Even in the march of ‘Cell Korea’… Foreigners who are involved in banking and telecommunication
Foreign investors continue the flow of ‘sell Korea’.
According to the Korea Exchange, foreigners net sold about 7.6 trillion won worth of Korean stocks in the first quarter of this year. Even into April, the stock continues to sell. From April 1 to 21, the net selling amount was about 3.81 trillion won. This is quite different from net purchases worth 3 trillion won or more in the fourth quarter of last year.
In the midst of this sell-off, banking stocks and telecommunication stocks are net buying, attracting attention.
Four of the top 10 net buying stocks from the beginning of the year to April 21 were bank stocks. KB Financial Group, Woori Financial Group, Hana Financial Group, and Shinhan Financial Group were ranked in the top 10. Industrial Bank of Korea also ranked 20th. It is analyzed that the buying trend was concentrated as the Bank of Korea Monetary Policy Committee accelerated rate hikes amid the high performance of banks. The Monetary Policy Committee, which lowered the base rate to 0.5% during the pandemic, raised interest rates by 0.25 percentage points each in August and November last year, and four times in January and April of this year.
The financial industry is expected to continue raising prices for a while. Inflation is rapidly rising, and there is a high probability that the US will raise the interest rate by 0.5 percentage points at a time in a ‘big step’ hike in May. There are concerns that raising interest rates too quickly could slow the economy, but it weighs on the opinion that there are not many options.
Telecom stocks were also flooded with money. SK Telecom ranked 8th and KT 9th. It is analyzed that foreign investors are interested in the company’s traditional economic defense stock, earnings growth on the back of an improvement in the telecommunication industry, and expectations for a dividend increase. Kim Hong-shik, an analyst at Hana Financial Investment, said, “It is believed that SKT and KT recorded first-quarter earnings that exceeded the level initially expected by the securities market.
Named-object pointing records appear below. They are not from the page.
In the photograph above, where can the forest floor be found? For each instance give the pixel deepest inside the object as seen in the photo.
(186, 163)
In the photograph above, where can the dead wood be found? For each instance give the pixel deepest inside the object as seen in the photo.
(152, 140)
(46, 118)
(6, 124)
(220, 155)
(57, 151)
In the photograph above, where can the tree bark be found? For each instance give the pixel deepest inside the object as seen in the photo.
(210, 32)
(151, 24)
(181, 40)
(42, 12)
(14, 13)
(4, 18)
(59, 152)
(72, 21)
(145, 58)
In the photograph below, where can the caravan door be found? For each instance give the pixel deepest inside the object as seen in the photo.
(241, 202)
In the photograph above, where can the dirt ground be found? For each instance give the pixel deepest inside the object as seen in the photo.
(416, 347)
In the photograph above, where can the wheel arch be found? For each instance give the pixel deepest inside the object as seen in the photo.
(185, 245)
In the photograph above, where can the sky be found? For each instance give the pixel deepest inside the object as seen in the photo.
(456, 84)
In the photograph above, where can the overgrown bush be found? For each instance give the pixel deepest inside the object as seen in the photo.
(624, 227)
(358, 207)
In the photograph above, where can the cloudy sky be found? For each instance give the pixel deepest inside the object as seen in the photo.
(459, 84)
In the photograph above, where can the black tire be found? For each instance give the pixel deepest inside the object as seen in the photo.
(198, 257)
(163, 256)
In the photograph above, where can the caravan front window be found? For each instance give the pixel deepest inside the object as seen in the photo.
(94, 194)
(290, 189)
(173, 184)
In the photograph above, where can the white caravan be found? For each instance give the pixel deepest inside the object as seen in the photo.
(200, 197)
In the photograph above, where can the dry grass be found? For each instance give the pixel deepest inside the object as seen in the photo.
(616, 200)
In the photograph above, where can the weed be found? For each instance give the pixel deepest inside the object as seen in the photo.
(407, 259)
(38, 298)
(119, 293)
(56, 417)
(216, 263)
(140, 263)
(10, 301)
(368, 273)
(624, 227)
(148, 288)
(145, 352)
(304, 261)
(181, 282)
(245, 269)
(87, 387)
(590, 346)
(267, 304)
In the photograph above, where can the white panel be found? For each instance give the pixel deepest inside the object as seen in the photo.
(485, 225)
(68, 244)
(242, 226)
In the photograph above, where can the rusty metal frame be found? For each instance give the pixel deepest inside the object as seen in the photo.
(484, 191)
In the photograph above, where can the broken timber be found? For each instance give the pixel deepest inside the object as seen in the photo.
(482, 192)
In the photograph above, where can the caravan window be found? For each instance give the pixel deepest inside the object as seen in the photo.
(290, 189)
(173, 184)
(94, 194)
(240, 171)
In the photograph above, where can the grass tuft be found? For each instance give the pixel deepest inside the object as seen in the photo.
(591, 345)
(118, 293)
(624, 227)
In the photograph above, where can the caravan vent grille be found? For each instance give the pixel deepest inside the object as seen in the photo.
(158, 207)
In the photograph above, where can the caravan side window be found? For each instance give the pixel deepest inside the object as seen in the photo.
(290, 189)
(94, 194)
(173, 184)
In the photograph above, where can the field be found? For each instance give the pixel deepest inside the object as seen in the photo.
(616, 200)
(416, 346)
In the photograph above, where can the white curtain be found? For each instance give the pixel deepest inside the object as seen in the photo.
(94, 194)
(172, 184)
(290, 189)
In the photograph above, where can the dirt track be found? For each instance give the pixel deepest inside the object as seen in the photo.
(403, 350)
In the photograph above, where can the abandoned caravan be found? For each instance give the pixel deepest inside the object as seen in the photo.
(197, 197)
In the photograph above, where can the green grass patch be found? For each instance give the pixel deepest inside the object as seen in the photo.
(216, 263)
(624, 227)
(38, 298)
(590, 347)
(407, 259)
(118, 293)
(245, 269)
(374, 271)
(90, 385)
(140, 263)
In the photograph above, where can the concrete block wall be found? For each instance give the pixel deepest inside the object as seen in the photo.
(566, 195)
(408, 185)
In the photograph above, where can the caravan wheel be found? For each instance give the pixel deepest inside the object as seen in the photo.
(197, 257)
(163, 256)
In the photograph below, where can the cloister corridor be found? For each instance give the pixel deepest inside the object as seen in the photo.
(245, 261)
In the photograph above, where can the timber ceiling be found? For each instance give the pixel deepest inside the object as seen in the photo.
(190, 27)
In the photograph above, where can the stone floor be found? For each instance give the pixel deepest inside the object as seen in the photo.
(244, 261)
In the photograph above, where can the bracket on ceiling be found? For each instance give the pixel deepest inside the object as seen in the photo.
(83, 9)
The upward trend is expected to continue during the earnings season.”
Except for banking stocks and telecom stocks, LG Chem and Classys made it into the top 10. LG Chem’s share price has been sluggish recently due to the issue of LG Energy Solution’s physical spin-off and sluggish business conditions as a major player in the chemical industry. It surpassed 1 million won in January of last year, but has continued to decline since then, and as of mid-April this year, it is trading at around 500,000 won. The analysis that the stock price was undervalued puts weight on the analysis that the money was rushed. Classys is a cosmetic medical device company. The main product is a skin lifting device called ‘Shrink’. It is said to be expected to benefit from the re-opening (the reopening of the economy).